Dentre as disposições contidas na Ata de 5 de outubro de 1949, pouco depois denominada "Pacto Áureo", em feliz expressão de Lins de Vasconcelos, um de seus signatários, estava a da criação do Conselho Federativo Nacional da Federação Espírita Brasileira, em novas bases, incumbido de executar, desenvolver e ampliar os planos da Organização Federativa em que se assentava a estrutura organizacional do Espiritismo no Brasil. Instalado e regulamentado logo no início do ano seguinte, o Conselho vem funcionando ininterruptamente desde então, prestando inestimável serviço à causa espírita, dirimindo dúvidas, fortalecendo os laços fraternos, orientando o Movimento, recomendando normas e diretrizes, aproximando instituições e contornando as incompreensões e imperfeições inevitáveis no mundo imperfeito em que vivemos.

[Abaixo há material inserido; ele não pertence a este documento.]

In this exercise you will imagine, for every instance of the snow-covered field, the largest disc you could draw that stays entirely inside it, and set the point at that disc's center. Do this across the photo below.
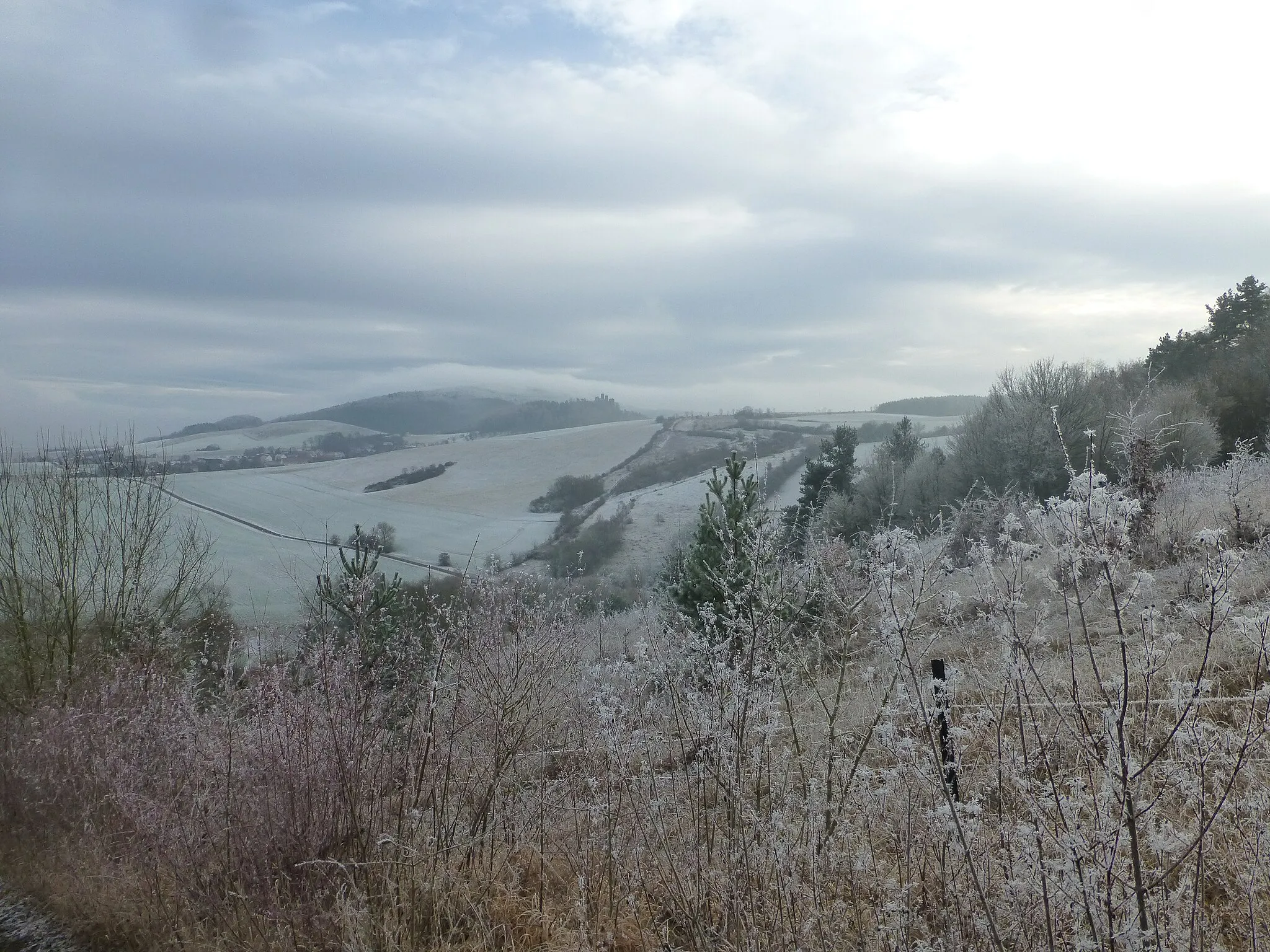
(479, 506)
(660, 514)
(855, 419)
(283, 436)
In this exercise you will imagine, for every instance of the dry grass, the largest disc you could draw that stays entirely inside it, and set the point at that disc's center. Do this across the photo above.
(531, 786)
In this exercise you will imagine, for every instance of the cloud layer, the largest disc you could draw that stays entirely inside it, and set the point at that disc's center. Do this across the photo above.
(213, 207)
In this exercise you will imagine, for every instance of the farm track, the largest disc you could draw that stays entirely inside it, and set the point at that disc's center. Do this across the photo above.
(23, 930)
(267, 531)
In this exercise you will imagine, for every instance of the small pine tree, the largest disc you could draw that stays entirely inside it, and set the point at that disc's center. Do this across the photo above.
(719, 565)
(367, 607)
(904, 444)
(833, 471)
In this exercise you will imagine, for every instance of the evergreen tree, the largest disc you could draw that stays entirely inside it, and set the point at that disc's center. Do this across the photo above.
(904, 444)
(1238, 314)
(832, 471)
(719, 565)
(367, 607)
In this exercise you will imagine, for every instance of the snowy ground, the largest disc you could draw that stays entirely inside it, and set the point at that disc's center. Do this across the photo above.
(662, 514)
(855, 419)
(283, 436)
(479, 507)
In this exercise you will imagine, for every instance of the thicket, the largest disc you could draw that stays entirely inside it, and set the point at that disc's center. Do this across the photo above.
(762, 443)
(94, 562)
(1227, 363)
(408, 478)
(768, 777)
(933, 407)
(590, 550)
(568, 493)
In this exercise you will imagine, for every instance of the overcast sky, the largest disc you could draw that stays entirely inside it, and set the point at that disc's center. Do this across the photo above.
(238, 206)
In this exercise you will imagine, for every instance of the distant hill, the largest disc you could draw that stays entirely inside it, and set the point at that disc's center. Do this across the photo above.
(413, 412)
(229, 423)
(463, 412)
(556, 415)
(933, 407)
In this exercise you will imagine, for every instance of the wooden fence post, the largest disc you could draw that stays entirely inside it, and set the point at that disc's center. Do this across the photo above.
(941, 720)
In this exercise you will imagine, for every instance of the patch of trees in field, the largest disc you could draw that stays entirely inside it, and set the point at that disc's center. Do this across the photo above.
(408, 478)
(568, 493)
(540, 415)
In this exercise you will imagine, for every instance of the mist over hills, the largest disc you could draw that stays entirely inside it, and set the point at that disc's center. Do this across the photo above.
(465, 410)
(958, 405)
(474, 410)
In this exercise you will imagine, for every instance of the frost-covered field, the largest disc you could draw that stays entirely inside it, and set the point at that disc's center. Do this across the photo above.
(481, 503)
(270, 579)
(283, 436)
(660, 514)
(855, 419)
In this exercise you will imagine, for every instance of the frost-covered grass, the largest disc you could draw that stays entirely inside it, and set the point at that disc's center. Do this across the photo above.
(481, 505)
(521, 777)
(285, 436)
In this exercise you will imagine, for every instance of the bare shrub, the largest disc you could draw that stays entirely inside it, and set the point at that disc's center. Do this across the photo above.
(780, 776)
(92, 558)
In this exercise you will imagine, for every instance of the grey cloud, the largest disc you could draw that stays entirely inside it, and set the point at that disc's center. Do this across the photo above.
(257, 227)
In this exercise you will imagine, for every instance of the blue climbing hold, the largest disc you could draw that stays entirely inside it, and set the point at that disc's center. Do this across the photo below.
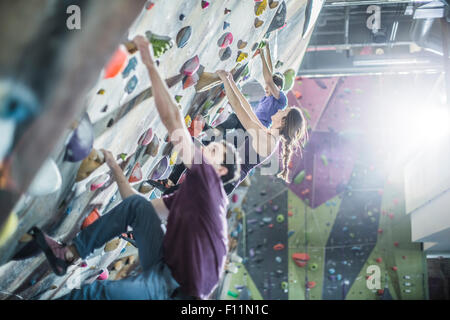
(130, 67)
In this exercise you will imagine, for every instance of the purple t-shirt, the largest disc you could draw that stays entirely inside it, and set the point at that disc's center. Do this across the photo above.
(268, 106)
(196, 241)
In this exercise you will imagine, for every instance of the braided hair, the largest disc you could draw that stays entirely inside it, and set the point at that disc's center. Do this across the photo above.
(294, 134)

É o "Pacto Áureo" a expressão mais lúcida de entendimento e concórdia entre cultores da Doutrina dos Espíritos, que podem divergir em pequenos e secundários pontos doutrinários, mas que não têm razão para fazer da divergência pomo de discórdia, de intransigência, intolerância e incompreensão. Dentro da tríplice abrangência da Doutrina, vastíssima em seu contexto, no qual se inscrevem os postulados da contínua evolução e da liberdade individual, precisamos todos entender que os espíritas não se poderiam grupar numa massa uniforme de adeptos, na qual não houvesse a menor discrepância.

A Doutrina é, sim, um só corpo, mas o estágio evolutivo de cada adepto determina-lhe a forma de compreensão dos princípios doutrinários básicos, de conformidade com o maior ou menor cabedal de conhecimentos, a bagagem carregada do pretérito e a tendência de cada um. Esse pensamento, fundamentado na índole e no gênio universalista do Espiritismo, ao lado dos sentimentos cristãos da tolerância e da fraternidade, que não podemos esquecer jamais, induz-nos a rejeitar a posição radical dos que procuram rotular os espíritas, com essa ou aquela tendência, de kardecistas e roustenistas, místicos e científicos, desde que todos, sendo espíritas, aceitam as bases da Doutrina e sua vinculação estreita com o Evangelho de Jesus.

Dentro dessa constante, será perfeitamente possível ao espírita assimilar a Doutrina, de acordo com seu estágio evolutivo, e praticá-Ia na medida de suas forças e tendências, esforçando-se continuamente por aperfeiçoar-se, rejeitando a intransigência e a intolerância, formas de coação espiritual incompatíveis com a fraternidade entre irmãos muito próximos.

O "Pacto Áureo" veio compatibilizar a vivência da Doutrina dentro do princípio da liberdade, sem exclusão do amor fraterno, tornando viável o que parecia inconciliável. Após sua vigência, todo o Movimento Espírita brasileiro conheceu nova fase de crescimento, de cooperação, de expansão.